Evolution and its Discontents

Expulsion from the Garden of Eden VIIr
As nearly everyone should know by now, The Prez made remarks the other day to the effect that "intelligent design" and evolution ought to be taught side by side in public schools, like two yaks ascending the Ark. Breaking sharply from the methodology of his own administration, Bush offered a unique defense of free inquiry, suggesting that people should be exposed to all sides of a debate. (Insert WMD, ANWR, Medicare and Social Security jokes here).

"Both sides ought to be properly taught . . . so people can understand what the debate is about," he said, according to an official transcript of the session. Bush added: "Part of education is to expose people to different schools of thought. . . . You're asking me whether or not people ought to be exposed to different ideas, and the answer is yes."

As with any discussion of ID-Creationism and evolution, it's difficult to know where to begin with this (though as far as science blogs go, Pharyngula is a good place to start). Now, there's nothing inherently wrong with teaching students that intellectual disciplines are fractured, even divided in irresolvable ways over particular questions. Writing about the discipline of literary studies, Gerald Graff urged scholars years ago to "teach the conflicts" — to expose students to the significant disputes that have produced the various schools of interpretation that have defined the critical reception of literature. Similarly, any introductory methods course in, say, history or anthropology, economics or sociology will describe the pattern of the field in ways that alert students to its underlying plurality.

The anti-science coalition knows this much, and its proponents have learned quite well how to coast the surface of an enlightened discourse whose deeper implications they ultimately reject; they speak of "free inquiry," rational "argument," proper "debate," and the underlying agency of the autonomous individual to reach conclusions for herself as to the Truth of weighty matters.
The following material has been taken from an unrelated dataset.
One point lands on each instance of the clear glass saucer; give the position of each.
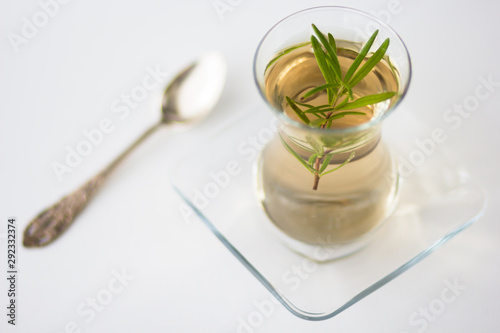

Turning history upon its head, they pose as contemporary Galileos standing before the entrenched might of the Church of Evolution.
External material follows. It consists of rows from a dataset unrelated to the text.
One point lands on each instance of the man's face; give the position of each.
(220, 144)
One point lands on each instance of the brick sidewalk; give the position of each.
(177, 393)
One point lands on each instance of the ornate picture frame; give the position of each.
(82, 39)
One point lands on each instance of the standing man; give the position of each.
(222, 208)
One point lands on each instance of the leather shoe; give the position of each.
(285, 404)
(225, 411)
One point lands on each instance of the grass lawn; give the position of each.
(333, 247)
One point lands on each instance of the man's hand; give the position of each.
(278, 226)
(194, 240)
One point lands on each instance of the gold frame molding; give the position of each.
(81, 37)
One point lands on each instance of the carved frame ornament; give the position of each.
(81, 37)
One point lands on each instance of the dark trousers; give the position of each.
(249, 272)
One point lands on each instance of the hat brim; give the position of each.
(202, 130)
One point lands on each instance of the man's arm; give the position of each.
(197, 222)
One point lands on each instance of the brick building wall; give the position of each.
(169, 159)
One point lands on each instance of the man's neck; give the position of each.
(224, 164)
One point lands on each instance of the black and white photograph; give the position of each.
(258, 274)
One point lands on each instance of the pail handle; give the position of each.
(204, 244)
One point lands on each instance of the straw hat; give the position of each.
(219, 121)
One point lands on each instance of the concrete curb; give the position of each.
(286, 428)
"We interpret this as the president using his bully pulpit to support freedom of inquiry and free speech about the issue of biological origins," said Stephen Meyer, the director of the institute's Center for Science and Culture. "It's extremely timely and welcome because so many scientists are experiencing recriminations for breaking with Darwinist orthodoxy."
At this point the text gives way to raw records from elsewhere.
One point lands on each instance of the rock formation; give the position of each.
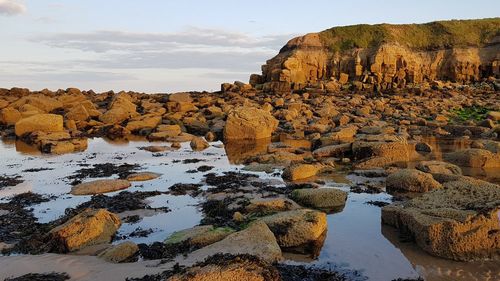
(386, 56)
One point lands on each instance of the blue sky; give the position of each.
(168, 46)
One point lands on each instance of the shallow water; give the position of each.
(355, 241)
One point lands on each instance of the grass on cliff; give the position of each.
(428, 36)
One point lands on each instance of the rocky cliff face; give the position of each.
(386, 56)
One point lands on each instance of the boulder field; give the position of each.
(360, 99)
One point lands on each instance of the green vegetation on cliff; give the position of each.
(428, 36)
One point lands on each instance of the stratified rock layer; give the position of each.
(387, 55)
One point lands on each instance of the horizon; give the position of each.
(159, 47)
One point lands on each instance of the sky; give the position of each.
(170, 46)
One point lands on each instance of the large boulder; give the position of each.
(99, 186)
(438, 167)
(271, 205)
(91, 227)
(120, 253)
(380, 154)
(320, 198)
(229, 267)
(9, 116)
(120, 109)
(459, 222)
(300, 171)
(474, 157)
(78, 113)
(255, 240)
(411, 180)
(143, 122)
(43, 103)
(39, 122)
(249, 123)
(199, 236)
(338, 150)
(298, 227)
At the same time, however, the so-called "debate" has been utterly fallacious, deriving not from the routine course of scientific practice but from a concerted political campaign that mocks the very possibility of reasoned public conversation (e.g., by conducting stacked school board hearings, by slapping judicious stickers on high school text books, by appearing on CNN with Lou Dobbs, etc.). Proponents of ID-Creationism use the language of intellectual pluralism to great (and nihilistic) effect by blurring the question of what exactly they're asking us to consider. This is an encounter that is taking place not between two varieties of scientific thought but instead between biology and something else. (The flat-earth analogies don't go far enough here. These people are asking for the sort of curricular revisions that would result in the teaching of Pliny the Elder as an "alternative" to anthropology, or St. Augustine's "City of God/City of Man" dichotomy as an adequate method comparable to modern historicism. For that matter, we might as well revive the study the phlogiston theory in Chem 101) In effect, the calls for pluralism amount to incoherent yodeling. What these folks seek to gain in the realm of "free inquiry," they at once subtract by eroding the public's understanding of what science (and disciplinary knowledge more generally) is all about.

When I teach the 1920s in my history survey course, the Scopes Trial usually makes an appearance. At that point, I sometimes ask whether they it matters that we live in a nation whose president doesn't understand the concept of evolution. For the most part, my students don't seem to have a problem with that. As the saying goes, "mission accomplished."